Rabat : une convention-cadre pour structurer l’emploi saisonnier et renforcer l’employabilité dans le secteur agricole
Les acteurs publics et professionnels impliqués dans la gestion de l’emploi agricole ont procédé, vendredi à Rabat, à la signature d’une convention-cadre visant à promouvoir l’emploi et l’employabilité dans le secteur agricole, avec un accent particulier mis sur l’emploi saisonnier. Cet accord s’inscrit dans une dynamique de réforme structurelle de la gestion des ressources humaines dans l’agriculture, secteur clé de l’économie nationale et pilier du développement rural.
La convention a été signée par le ministre de l’Agriculture, de la Pêche maritime, du Développement rural et des Eaux et Forêts, Ahmed El Bouari, le ministre de l’Inclusion économique, de la Petite entreprise, de l’Emploi et des Compétences, Younes Sekkouri, le directeur général de l’Agence nationale de promotion de l’emploi et des compétences (ANAPEC), Abdellah Chouikh, ainsi que le président de la Confédération marocaine de l’agriculture et du développement rural (COMADER), Rachid Benali. La diversité des signataires traduit la volonté d’inscrire cette initiative dans une approche partenariale associant l’État, les opérateurs économiques et les institutions chargées de l’intermédiation sur le marché du travail.
Vers une gestion plus anticipée et structurée de l’emploi saisonnier
L’objectif central de cette convention-cadre consiste à opérer un changement de paradigme dans la gestion de l’emploi saisonnier agricole. Jusqu’à présent, cette question a souvent été abordée sous l’angle de l’urgence, en réponse à des besoins ponctuels et imprévus, notamment lors des périodes de récolte ou de forte activité. Le nouveau dispositif vise à instaurer une approche anticipée, organisée et concertée, fondée sur une meilleure planification des besoins en main-d’œuvre et sur une coordination renforcée entre les différents acteurs concernés.

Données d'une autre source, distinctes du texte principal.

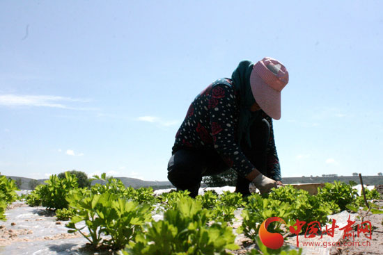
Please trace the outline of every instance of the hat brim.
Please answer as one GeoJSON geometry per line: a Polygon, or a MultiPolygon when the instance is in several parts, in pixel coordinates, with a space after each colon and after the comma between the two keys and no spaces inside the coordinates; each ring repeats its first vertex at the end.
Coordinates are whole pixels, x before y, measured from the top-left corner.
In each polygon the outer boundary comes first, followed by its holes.
{"type": "Polygon", "coordinates": [[[260,108],[273,119],[281,119],[281,92],[267,85],[255,69],[250,75],[250,86],[260,108]]]}

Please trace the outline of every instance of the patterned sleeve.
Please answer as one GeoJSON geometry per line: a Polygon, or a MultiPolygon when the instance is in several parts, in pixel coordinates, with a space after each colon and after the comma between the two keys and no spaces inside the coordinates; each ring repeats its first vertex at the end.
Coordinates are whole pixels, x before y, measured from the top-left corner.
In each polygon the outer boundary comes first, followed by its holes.
{"type": "Polygon", "coordinates": [[[234,90],[226,84],[217,84],[212,89],[208,105],[214,148],[230,167],[246,176],[254,166],[241,151],[237,142],[234,90]]]}
{"type": "Polygon", "coordinates": [[[275,181],[282,181],[281,176],[281,166],[279,165],[279,159],[276,154],[276,148],[275,147],[275,141],[274,140],[274,130],[272,127],[272,120],[269,116],[266,115],[265,118],[270,124],[270,137],[267,145],[267,177],[269,177],[275,181]]]}

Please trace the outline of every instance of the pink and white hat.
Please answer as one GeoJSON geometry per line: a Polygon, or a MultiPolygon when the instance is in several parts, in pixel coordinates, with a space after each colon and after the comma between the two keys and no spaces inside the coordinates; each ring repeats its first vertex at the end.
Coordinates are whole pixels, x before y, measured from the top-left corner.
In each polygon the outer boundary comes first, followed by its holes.
{"type": "Polygon", "coordinates": [[[264,58],[253,66],[250,86],[260,108],[274,120],[281,119],[281,91],[288,83],[288,72],[279,61],[264,58]]]}

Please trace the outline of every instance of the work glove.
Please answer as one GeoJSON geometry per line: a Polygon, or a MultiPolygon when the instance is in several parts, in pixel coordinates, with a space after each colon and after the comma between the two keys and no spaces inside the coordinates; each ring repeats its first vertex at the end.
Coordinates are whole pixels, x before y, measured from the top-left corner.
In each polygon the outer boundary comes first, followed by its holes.
{"type": "Polygon", "coordinates": [[[261,195],[268,193],[272,188],[276,188],[276,181],[262,174],[259,174],[251,182],[257,187],[261,195]]]}

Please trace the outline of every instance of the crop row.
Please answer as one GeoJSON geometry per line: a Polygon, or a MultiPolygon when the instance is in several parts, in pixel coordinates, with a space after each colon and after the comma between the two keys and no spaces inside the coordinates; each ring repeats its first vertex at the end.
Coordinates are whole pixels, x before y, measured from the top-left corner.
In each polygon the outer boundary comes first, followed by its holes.
{"type": "MultiPolygon", "coordinates": [[[[346,206],[359,208],[364,202],[350,185],[340,182],[326,183],[316,196],[286,186],[266,196],[253,194],[243,198],[238,193],[208,191],[192,199],[187,191],[155,197],[151,188],[126,188],[104,174],[94,177],[104,184],[79,188],[74,175],[52,176],[47,185],[37,186],[29,195],[27,203],[56,211],[58,219],[70,220],[65,225],[68,231],[80,233],[94,249],[107,246],[123,254],[230,254],[239,248],[231,227],[238,208],[243,221],[237,233],[256,242],[260,224],[269,217],[283,219],[287,227],[297,220],[324,224],[327,215],[346,206]],[[156,213],[163,213],[164,219],[155,221],[156,213]]],[[[368,191],[367,196],[380,198],[375,190],[368,191]]],[[[283,231],[278,222],[272,223],[268,230],[283,231]]],[[[258,245],[263,254],[270,252],[258,245]]],[[[281,249],[282,253],[297,253],[281,249]]],[[[254,249],[249,254],[259,252],[254,249]]]]}

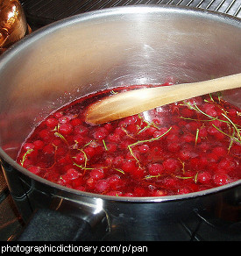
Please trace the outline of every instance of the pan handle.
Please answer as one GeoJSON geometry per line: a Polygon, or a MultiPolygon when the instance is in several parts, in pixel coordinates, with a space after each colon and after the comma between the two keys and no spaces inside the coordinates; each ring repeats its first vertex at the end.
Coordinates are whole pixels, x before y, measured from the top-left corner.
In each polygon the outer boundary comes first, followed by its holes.
{"type": "Polygon", "coordinates": [[[26,224],[18,241],[96,241],[108,233],[109,225],[103,210],[67,212],[64,209],[37,210],[26,224]]]}

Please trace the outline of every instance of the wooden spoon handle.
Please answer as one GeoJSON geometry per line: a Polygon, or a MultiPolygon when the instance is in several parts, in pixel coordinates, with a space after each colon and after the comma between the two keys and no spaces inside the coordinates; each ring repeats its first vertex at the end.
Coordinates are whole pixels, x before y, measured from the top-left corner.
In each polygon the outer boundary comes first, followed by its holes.
{"type": "Polygon", "coordinates": [[[91,105],[86,122],[99,124],[195,96],[241,87],[241,74],[171,86],[118,93],[91,105]]]}

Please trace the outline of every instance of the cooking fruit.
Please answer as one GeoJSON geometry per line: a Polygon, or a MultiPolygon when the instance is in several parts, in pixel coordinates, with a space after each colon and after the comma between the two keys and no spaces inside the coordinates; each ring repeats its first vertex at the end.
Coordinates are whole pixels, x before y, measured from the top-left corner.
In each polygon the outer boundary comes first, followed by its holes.
{"type": "Polygon", "coordinates": [[[181,195],[241,179],[239,109],[216,94],[100,125],[85,123],[89,104],[122,89],[52,113],[26,139],[17,161],[50,181],[114,196],[181,195]]]}

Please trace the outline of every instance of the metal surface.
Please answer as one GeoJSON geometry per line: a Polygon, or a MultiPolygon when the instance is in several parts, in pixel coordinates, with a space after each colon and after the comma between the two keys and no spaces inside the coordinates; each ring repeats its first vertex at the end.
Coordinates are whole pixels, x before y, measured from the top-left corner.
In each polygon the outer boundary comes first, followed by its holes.
{"type": "MultiPolygon", "coordinates": [[[[118,8],[46,27],[4,54],[0,61],[0,153],[23,217],[38,207],[54,209],[60,198],[68,203],[69,212],[76,210],[76,203],[80,210],[91,204],[94,211],[105,212],[113,234],[124,232],[131,240],[161,239],[163,230],[175,229],[177,221],[191,220],[202,210],[232,223],[232,216],[224,214],[232,208],[240,218],[240,181],[184,196],[117,198],[51,183],[11,159],[39,121],[36,117],[42,118],[84,94],[123,84],[159,83],[174,75],[185,82],[240,72],[240,30],[239,19],[207,11],[118,8]]],[[[240,90],[229,97],[235,102],[240,90]]]]}
{"type": "Polygon", "coordinates": [[[29,32],[25,16],[17,0],[0,3],[0,54],[29,32]]]}
{"type": "Polygon", "coordinates": [[[240,0],[22,0],[25,13],[33,22],[46,25],[67,17],[110,7],[138,4],[168,4],[216,11],[241,18],[240,0]]]}

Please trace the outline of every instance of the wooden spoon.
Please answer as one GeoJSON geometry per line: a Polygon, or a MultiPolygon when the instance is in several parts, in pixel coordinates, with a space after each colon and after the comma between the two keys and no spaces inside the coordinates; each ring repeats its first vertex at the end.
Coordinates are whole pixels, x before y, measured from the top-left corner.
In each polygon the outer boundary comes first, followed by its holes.
{"type": "Polygon", "coordinates": [[[86,122],[100,124],[195,96],[241,87],[241,74],[204,82],[117,93],[90,105],[86,122]]]}

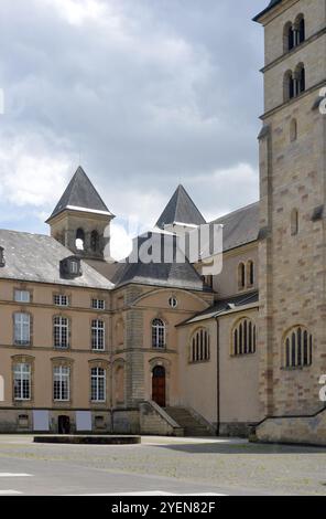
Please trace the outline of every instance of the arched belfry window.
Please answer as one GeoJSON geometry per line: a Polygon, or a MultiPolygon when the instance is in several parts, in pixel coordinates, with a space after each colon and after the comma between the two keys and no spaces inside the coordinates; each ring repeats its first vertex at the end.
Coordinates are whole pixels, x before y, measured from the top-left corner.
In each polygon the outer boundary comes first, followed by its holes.
{"type": "Polygon", "coordinates": [[[242,262],[238,266],[238,286],[240,290],[246,288],[246,265],[242,262]]]}
{"type": "Polygon", "coordinates": [[[166,346],[166,326],[162,319],[152,321],[152,347],[165,348],[166,346]]]}
{"type": "Polygon", "coordinates": [[[292,51],[294,47],[294,30],[291,22],[287,22],[284,27],[284,52],[292,51]]]}
{"type": "Polygon", "coordinates": [[[300,95],[303,92],[305,92],[306,81],[305,81],[305,67],[303,63],[297,65],[295,70],[295,82],[296,82],[296,95],[300,95]]]}
{"type": "Polygon", "coordinates": [[[84,251],[85,248],[85,232],[82,227],[76,231],[76,248],[78,251],[84,251]]]}
{"type": "Polygon", "coordinates": [[[206,328],[196,330],[191,339],[191,362],[207,362],[210,359],[210,339],[206,328]]]}
{"type": "Polygon", "coordinates": [[[286,103],[290,99],[293,99],[293,97],[294,97],[294,78],[293,78],[293,74],[292,74],[291,71],[287,71],[284,74],[283,88],[284,88],[284,103],[286,103]]]}
{"type": "Polygon", "coordinates": [[[298,14],[295,22],[287,22],[284,25],[283,46],[284,52],[290,52],[297,45],[301,45],[306,39],[306,25],[303,14],[298,14]]]}
{"type": "Polygon", "coordinates": [[[291,236],[298,234],[298,211],[293,209],[291,212],[291,236]]]}
{"type": "Polygon", "coordinates": [[[284,339],[284,368],[295,369],[312,366],[313,336],[304,326],[292,328],[284,339]]]}
{"type": "Polygon", "coordinates": [[[232,330],[231,354],[241,357],[256,353],[257,329],[252,319],[240,319],[232,330]]]}
{"type": "Polygon", "coordinates": [[[296,17],[294,23],[295,45],[301,45],[305,41],[305,19],[303,14],[296,17]]]}
{"type": "Polygon", "coordinates": [[[254,285],[254,263],[252,260],[247,262],[247,286],[248,288],[254,285]]]}
{"type": "Polygon", "coordinates": [[[93,231],[90,234],[90,248],[93,252],[99,250],[99,234],[97,231],[93,231]]]}

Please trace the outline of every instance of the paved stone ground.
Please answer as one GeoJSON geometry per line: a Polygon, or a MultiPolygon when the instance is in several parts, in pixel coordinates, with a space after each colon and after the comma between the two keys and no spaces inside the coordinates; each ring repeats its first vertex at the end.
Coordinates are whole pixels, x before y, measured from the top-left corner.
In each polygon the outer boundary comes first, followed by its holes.
{"type": "Polygon", "coordinates": [[[132,491],[326,495],[326,449],[242,439],[143,437],[142,445],[33,444],[0,436],[0,494],[132,491]],[[1,473],[2,476],[1,477],[1,473]],[[10,477],[28,473],[33,477],[10,477]]]}

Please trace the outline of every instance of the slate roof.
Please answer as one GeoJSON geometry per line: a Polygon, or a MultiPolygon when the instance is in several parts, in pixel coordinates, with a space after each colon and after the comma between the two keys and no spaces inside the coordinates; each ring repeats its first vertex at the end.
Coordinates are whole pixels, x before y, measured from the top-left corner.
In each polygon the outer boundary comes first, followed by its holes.
{"type": "Polygon", "coordinates": [[[108,279],[83,261],[80,277],[61,278],[59,262],[72,256],[72,252],[51,236],[0,230],[0,246],[4,248],[6,258],[6,266],[0,267],[0,279],[113,288],[108,279]]]}
{"type": "Polygon", "coordinates": [[[265,9],[263,9],[263,11],[261,11],[259,14],[257,14],[254,18],[253,18],[253,21],[254,22],[258,22],[259,19],[261,17],[263,17],[264,14],[267,14],[271,9],[275,8],[276,6],[279,6],[279,3],[281,3],[282,0],[271,0],[270,3],[268,4],[268,7],[265,9]]]}
{"type": "Polygon", "coordinates": [[[163,213],[159,218],[156,226],[164,229],[164,225],[172,223],[193,225],[203,225],[206,223],[203,214],[183,186],[177,187],[163,213]]]}
{"type": "Polygon", "coordinates": [[[63,212],[65,209],[72,208],[111,214],[80,166],[68,183],[64,194],[59,199],[48,220],[63,212]]]}
{"type": "Polygon", "coordinates": [[[119,287],[128,283],[135,283],[141,285],[211,292],[211,288],[205,285],[202,276],[187,260],[183,263],[176,262],[176,240],[177,237],[174,235],[157,232],[150,232],[145,235],[138,236],[133,242],[133,252],[129,258],[127,258],[127,262],[120,265],[112,279],[115,285],[119,287]],[[144,263],[144,261],[141,261],[142,257],[138,255],[148,239],[152,240],[153,247],[161,247],[161,254],[155,258],[156,263],[144,263]],[[169,254],[167,260],[172,260],[171,262],[166,262],[166,254],[169,254]],[[132,257],[137,256],[140,257],[140,261],[132,263],[132,257]],[[159,263],[160,260],[161,263],[159,263]]]}
{"type": "Polygon", "coordinates": [[[224,252],[256,242],[259,235],[259,202],[214,220],[222,224],[224,252]]]}
{"type": "Polygon", "coordinates": [[[259,293],[258,290],[251,292],[249,294],[241,294],[240,296],[227,297],[216,301],[211,307],[207,308],[200,314],[187,319],[183,325],[193,325],[194,322],[199,322],[206,319],[213,319],[218,317],[221,314],[227,311],[235,311],[237,309],[241,310],[242,307],[247,305],[256,305],[259,303],[259,293]]]}

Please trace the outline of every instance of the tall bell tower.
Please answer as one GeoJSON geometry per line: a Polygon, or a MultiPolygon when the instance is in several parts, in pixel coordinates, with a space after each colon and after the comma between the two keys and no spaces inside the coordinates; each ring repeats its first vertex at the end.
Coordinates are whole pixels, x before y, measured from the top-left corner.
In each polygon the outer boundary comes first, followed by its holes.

Concrètement, la convention prévoit le renforcement des mécanismes de prévision des besoins saisonniers, la structuration des processus de recrutement et l’amélioration des dispositifs de mise en relation entre les employeurs agricoles et les chercheurs d’emploi. L’ANAPEC, en tant qu’acteur central de l’intermédiation, est appelée à jouer un rôle clé dans la collecte et la diffusion des offres d’emploi, l’orientation des candidats et l’accompagnement des exploitants agricoles dans la formalisation de leurs recrutements.
Au-delà de la simple mise en adéquation de l’offre et de la demande de travail, la convention accorde une place centrale à la promotion de l’emploi formel et décent. Il s’agit notamment de lutter contre la précarité qui caractérise une partie importante de l’emploi saisonnier agricole, souvent marqué par l’informalité, l’instabilité et la faiblesse de la protection sociale.
Dans cette perspective, le dispositif vise à sécuriser les parcours professionnels des travailleurs saisonniers, en améliorant leurs conditions d’accès à l’emploi, en favorisant leur déclaration et en encourageant leur intégration progressive dans des circuits formels. Cette orientation s’inscrit dans les objectifs plus larges de généralisation de la protection sociale et d’amélioration des conditions de travail en milieu rural.
Par son ancrage territorial et sa dimension sociale, la convention-cadre ambitionne également de renforcer l’attractivité des métiers agricoles, souvent perçus comme pénibles et peu valorisés, en particulier par les jeunes. En structurant davantage les modalités de recrutement et en améliorant les conditions de travail, les signataires entendent contribuer à redonner de la visibilité et de la stabilité à ces métiers, tout en soutenant le développement économique des territoires ruraux.
Le secteur agricole demeure en effet l’un des principaux pourvoyeurs d’emplois au Maroc, notamment en zones rurales, où il joue un rôle déterminant dans la lutte contre la pauvreté et l’exode rural. En consolidant les bases d’un marché du travail agricole plus organisé et plus inclusif, la convention vise à renforcer la résilience économique et sociale de ces territoires.
La mise en œuvre de la convention fera l’objet d’un suivi concerté entre les parties signataires, afin de garantir l’atteinte des objectifs fixés et d’assurer l’efficacité des mesures déployées. Ce dispositif de gouvernance partagée devrait permettre d’ajuster les actions en fonction des besoins observés sur le terrain, d’identifier les éventuelles difficultés et d’y apporter des réponses adaptées.